PT on the Net Research

Shooting Knee Pain with Squats


Question:

I am currently working with a 30-year-old male ex paratrooper with a left knee injury. He has only the posterior horn of the medial meniscus remaining. He is showing early signs of osteo arthritis. All ligaments are in tact (this was all shown via MRI). He has no weight issues and is extremely fit apart from his knee. I have found that his glute minimus and medius are weak. Measuring around his VMO, there is a 1 1/2 inch diffrerence between legs. He has tight psoas and rectus femoris in the left leg and tight quadratus lumborum on the left side. He is also lordotic. He has no problems squatting with both legs; however, when he tries a single leg squat, he gets a shooting pain behind the patella tendon. This comes on in the first quarter of the squat and is so severe he cannot go down any further. This also causes inflamation for a couple of days after. Can you advise me on what this pain may be?

Answer:

Thanks for your question! As you can imagine, this is very hard to pinpoint without seeing your client's multi-planar movement pattern. However, based on what you have said, it sounds like the rectus femorus is adhered to the vastus intermedius. During lower extremity function (i.e., squatting), the rectus femoris and the vastus intermedius move in OPPOSITE directions requiring a sliding motion.

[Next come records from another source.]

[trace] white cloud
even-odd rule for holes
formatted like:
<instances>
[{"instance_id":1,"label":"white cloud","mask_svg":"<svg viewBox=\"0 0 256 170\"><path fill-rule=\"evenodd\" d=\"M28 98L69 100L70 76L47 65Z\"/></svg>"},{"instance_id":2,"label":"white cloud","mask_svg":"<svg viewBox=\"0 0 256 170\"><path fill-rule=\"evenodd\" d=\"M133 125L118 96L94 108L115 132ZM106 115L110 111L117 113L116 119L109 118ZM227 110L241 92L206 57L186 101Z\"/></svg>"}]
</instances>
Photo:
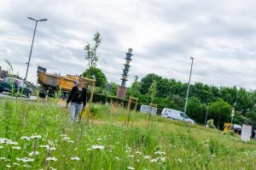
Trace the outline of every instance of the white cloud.
<instances>
[{"instance_id":1,"label":"white cloud","mask_svg":"<svg viewBox=\"0 0 256 170\"><path fill-rule=\"evenodd\" d=\"M28 79L38 65L51 72L80 74L84 46L98 31L103 39L98 63L109 81L120 83L125 53L134 48L128 84L154 72L192 82L256 88L256 2L210 1L32 1L0 0L0 65L9 60L25 76L38 23Z\"/></svg>"}]
</instances>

Therefore, if they are "stuck," the patella will track abnormally, potentially creating your client's complaint. 

Other possible causes...

What the solution? See if you can resolve on your own by performing the following:

  1. Foam roll the quads (medial, lateral, midline and iliotibial band). However, after rolling slowly (providing there isn't protective tightening), have your client actively knee flex so tissue slides beneath the foam roll contact.
  2. Even better and more functionally specific, apply a two thumb contact (not too compressive - apply a high level of tension) while your client is in the squat position. Start by having him hold onto an object with his hands. You contact above the patella - tension superior – then instruct client to squat down slowly as your tension increases (do not slide - allow the tissue to slide beneath your contact). This is a form of Active Release, which will help to break the adhesion.
  3.  Refer to a soft tissue therapist so the entire hip, knee and ankle can be addressed. For a therapist in your area, log on to www.activerelease.com and search under provider. 

Conclusion

Most likely, this is a kinetic chain insult and not isolated to your client’s knee; however, the knee undoubtedly has been traumatized and therefore will need special attention in conjunction with a functional re-conditioning approach. Remember, pain is a symptom - not a cause!